As I think through these things, I am not confident anymore that it's right to look at this covenant as primarily about national and generational blessings and only typically about spiritual blessings. Here is why:
- To the spiritual man, a land and a dynasty are not as great of a thing as knowing God, and so those promises are an added kindness (and an incredible kindness) to what God really meant to give by His covenant. No sensible believing Jew would be more happy about being a Jew than having fellowship with God.
- Those who were circumcised, God intended much more than that they would just become part of national Israel. God's intention is that they would be reminded by circumcision of how God justified Abraham and gave him perfect righteousness apart from works, and that way it would act as a seal of the promise.

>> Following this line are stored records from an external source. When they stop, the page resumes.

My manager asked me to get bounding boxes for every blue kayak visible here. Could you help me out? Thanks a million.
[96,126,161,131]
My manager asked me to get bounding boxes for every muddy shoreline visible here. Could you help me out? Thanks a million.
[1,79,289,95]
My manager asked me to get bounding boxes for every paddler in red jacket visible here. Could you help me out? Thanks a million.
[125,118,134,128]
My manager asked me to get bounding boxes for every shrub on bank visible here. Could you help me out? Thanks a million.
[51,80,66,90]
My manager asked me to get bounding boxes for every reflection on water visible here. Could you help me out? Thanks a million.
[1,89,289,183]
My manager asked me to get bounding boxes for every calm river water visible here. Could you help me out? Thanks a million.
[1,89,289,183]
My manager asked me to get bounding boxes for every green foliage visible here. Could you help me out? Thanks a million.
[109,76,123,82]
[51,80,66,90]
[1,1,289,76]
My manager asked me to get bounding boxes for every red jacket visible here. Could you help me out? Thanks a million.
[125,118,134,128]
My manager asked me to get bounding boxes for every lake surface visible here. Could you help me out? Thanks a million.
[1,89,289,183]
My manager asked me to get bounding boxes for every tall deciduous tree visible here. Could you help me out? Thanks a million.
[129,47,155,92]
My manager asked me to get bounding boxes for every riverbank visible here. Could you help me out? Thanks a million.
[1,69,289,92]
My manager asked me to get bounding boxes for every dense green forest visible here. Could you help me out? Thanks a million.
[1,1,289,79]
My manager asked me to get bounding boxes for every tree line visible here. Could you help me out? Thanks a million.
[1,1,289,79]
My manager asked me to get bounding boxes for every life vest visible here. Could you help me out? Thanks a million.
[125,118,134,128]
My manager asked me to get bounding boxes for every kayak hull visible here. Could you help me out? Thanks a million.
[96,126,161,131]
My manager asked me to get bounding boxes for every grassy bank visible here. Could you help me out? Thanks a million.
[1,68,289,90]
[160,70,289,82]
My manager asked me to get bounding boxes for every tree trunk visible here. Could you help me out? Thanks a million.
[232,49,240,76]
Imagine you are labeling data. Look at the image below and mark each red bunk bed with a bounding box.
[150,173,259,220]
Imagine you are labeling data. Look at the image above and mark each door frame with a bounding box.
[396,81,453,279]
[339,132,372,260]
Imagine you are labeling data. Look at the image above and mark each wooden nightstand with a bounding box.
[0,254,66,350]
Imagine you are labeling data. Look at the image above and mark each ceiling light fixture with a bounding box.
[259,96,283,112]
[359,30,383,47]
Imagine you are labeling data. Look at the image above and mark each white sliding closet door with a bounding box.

- We'd be entirely backward to be baptized or witness baptism without feeding on its true meaning; and with circumcision representing all the same things, it's inexcusable that the Jews would miss it.
My conclusion: the sap which we feed from in the New Covenant is no different from the sap which nourished every believing Jew in the Abrahamic Covenant. In addition, it was not primarily about land and people, but the spiritual blessings which were given to Abraham, which any Jew was promised by faith to have for himself if they too would believe God.
My wife and I are doing a lot of reading and studying, and our central aim really is to find out whether we have been wrong on the nature of baptism, so all feedback appreciated.